Straps are placed for hand carrying, instead of shoulder use, so people can tote other items in their regular cloth bags.
“It's perfect,” Erickson said.
She's also designing a “bigger berry box bag” for those who wish to double up without spilling the fruit. They'll be unveiled around the start of berry season in early June.
“I'm an ongoing inventor of stuff like this,” Erickson said. The California native settled at the Snohomish market nine years ago as a vendor after traveling the continent, teaching people to sew.
“I needed a place to sell my recycled goods,” Erickson said. “I thought a farmers market would be perfect because the people who shop there are usually of like mind.”
She sews all kinds of clothing and useful wares using plastic bags.

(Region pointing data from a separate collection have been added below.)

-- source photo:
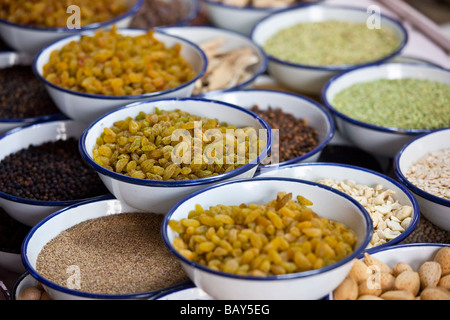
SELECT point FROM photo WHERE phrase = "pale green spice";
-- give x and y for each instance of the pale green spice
(400, 103)
(331, 43)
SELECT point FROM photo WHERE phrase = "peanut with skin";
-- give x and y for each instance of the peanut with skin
(429, 273)
(400, 267)
(397, 295)
(434, 293)
(409, 281)
(445, 282)
(347, 290)
(359, 271)
(372, 261)
(443, 258)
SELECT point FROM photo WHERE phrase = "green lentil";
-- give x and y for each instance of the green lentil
(331, 43)
(399, 103)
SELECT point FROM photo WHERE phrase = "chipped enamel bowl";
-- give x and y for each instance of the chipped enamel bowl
(86, 107)
(309, 285)
(30, 39)
(301, 107)
(311, 79)
(379, 140)
(342, 172)
(232, 41)
(435, 209)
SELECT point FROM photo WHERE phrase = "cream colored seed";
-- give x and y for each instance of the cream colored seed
(389, 217)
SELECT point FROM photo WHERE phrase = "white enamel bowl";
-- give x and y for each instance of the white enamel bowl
(311, 79)
(160, 196)
(53, 225)
(309, 285)
(301, 107)
(30, 39)
(435, 209)
(233, 40)
(27, 211)
(88, 107)
(236, 18)
(413, 254)
(383, 141)
(342, 172)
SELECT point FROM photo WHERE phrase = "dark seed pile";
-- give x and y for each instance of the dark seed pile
(155, 13)
(52, 171)
(116, 254)
(296, 137)
(12, 233)
(22, 95)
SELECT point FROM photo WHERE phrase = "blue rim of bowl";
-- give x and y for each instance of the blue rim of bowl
(38, 119)
(402, 187)
(408, 245)
(288, 276)
(339, 68)
(39, 202)
(172, 184)
(328, 104)
(91, 26)
(406, 182)
(33, 272)
(262, 54)
(329, 135)
(128, 97)
(255, 9)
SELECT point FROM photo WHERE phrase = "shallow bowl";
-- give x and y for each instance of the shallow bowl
(86, 107)
(435, 209)
(383, 141)
(414, 254)
(27, 211)
(311, 79)
(313, 284)
(30, 39)
(301, 107)
(240, 19)
(160, 196)
(342, 172)
(233, 40)
(53, 225)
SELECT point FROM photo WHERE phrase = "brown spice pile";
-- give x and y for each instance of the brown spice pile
(116, 254)
(296, 137)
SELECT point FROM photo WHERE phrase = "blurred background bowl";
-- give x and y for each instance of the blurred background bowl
(240, 19)
(254, 63)
(312, 284)
(382, 141)
(86, 107)
(435, 208)
(52, 226)
(310, 79)
(28, 211)
(342, 173)
(315, 115)
(162, 195)
(30, 39)
(157, 13)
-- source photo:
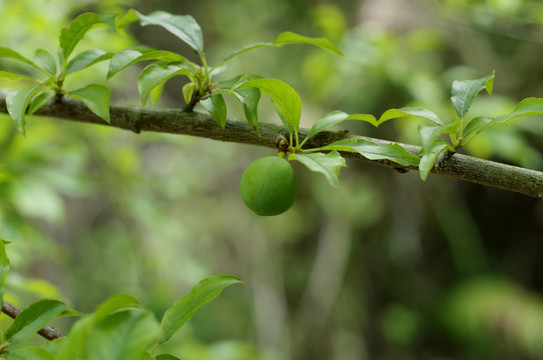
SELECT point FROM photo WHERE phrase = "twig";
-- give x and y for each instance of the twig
(175, 121)
(47, 332)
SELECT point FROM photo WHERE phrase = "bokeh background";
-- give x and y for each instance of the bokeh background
(383, 267)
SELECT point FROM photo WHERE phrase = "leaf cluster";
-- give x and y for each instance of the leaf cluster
(120, 328)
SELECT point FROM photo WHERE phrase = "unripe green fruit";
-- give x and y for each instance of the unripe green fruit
(269, 186)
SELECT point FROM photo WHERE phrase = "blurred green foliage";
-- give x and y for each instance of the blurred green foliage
(385, 266)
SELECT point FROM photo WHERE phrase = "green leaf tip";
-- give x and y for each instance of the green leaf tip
(464, 92)
(183, 27)
(96, 97)
(184, 309)
(393, 152)
(286, 100)
(288, 37)
(327, 164)
(70, 37)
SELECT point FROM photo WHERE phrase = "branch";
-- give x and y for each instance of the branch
(175, 121)
(47, 332)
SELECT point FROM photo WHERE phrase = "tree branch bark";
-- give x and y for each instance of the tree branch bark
(175, 121)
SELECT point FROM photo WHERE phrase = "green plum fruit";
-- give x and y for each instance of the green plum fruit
(269, 186)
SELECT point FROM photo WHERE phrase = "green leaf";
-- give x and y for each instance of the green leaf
(115, 304)
(247, 96)
(128, 18)
(166, 357)
(183, 309)
(249, 100)
(429, 135)
(326, 122)
(465, 91)
(241, 51)
(80, 331)
(288, 37)
(285, 38)
(397, 113)
(528, 106)
(4, 269)
(155, 74)
(45, 60)
(429, 158)
(40, 101)
(34, 318)
(123, 335)
(127, 57)
(30, 353)
(285, 99)
(69, 38)
(17, 101)
(372, 151)
(328, 164)
(96, 97)
(11, 54)
(188, 90)
(216, 107)
(475, 126)
(182, 26)
(16, 77)
(86, 59)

Clothing is made by quadrupling the thin plastic and melting the layers between tissue paper to create fabric.
“I was even in an ‘upcycling' fashion show,” Erickson said, showing a skirt and vest set. (Upcycling refers to converting a product or material intended for one use into something else.)
She also crochets eco-friendly items such as hats and water-bottle satchels, again using plastic grocery bags.
After a couple seasons as a vendor, Erickson moved up to market manager. She's been running it rain or shine for the past seven years.
The rest of the time, she teaches sewing at 3231 Creatives in Everett. The downtown spot houses artists who collaborate in the shared space. That makes the location ripe for finding local wares, much like the farmers market.
“I'm always encouraging people to find something they can take apart and use,” she said. “It takes you out of the box.”
From Brooklyn to Santa Monica, Erickson has gleaned ideas from other places and employed them here. A kids club at an Oregon market sparked her interest in starting one in Snohomish. This year, it will include seasonal snacks and activities beginning in June.
The market is set to handle EBT food stamps, credit and debit cards.
“That's important because we encourage people to shop local,” Erickson said.
Musicians are lined up to play for the market crowd at Pearl Street and Cedar Avenue.
Erickson, who has a background in photojournalism, plans to take pictures and post them on the market's Facebook page and Twitter account.
The market expects to have up to 55 vendors selling local produce and crafty wares this season.
“You're not going to find any goods that weren't grown or made in Washington,” Erickson said.
The market opens at 3 p.m. Thursdays through September. The 7 p.m. closing time is extended to 7:30 during the summer. It shortens to sunset as the days grow shorter near the end of the season.
“Everything's always changing,” Erickson said. “That's the thing about being a market manager, you've got to roll with the punches.”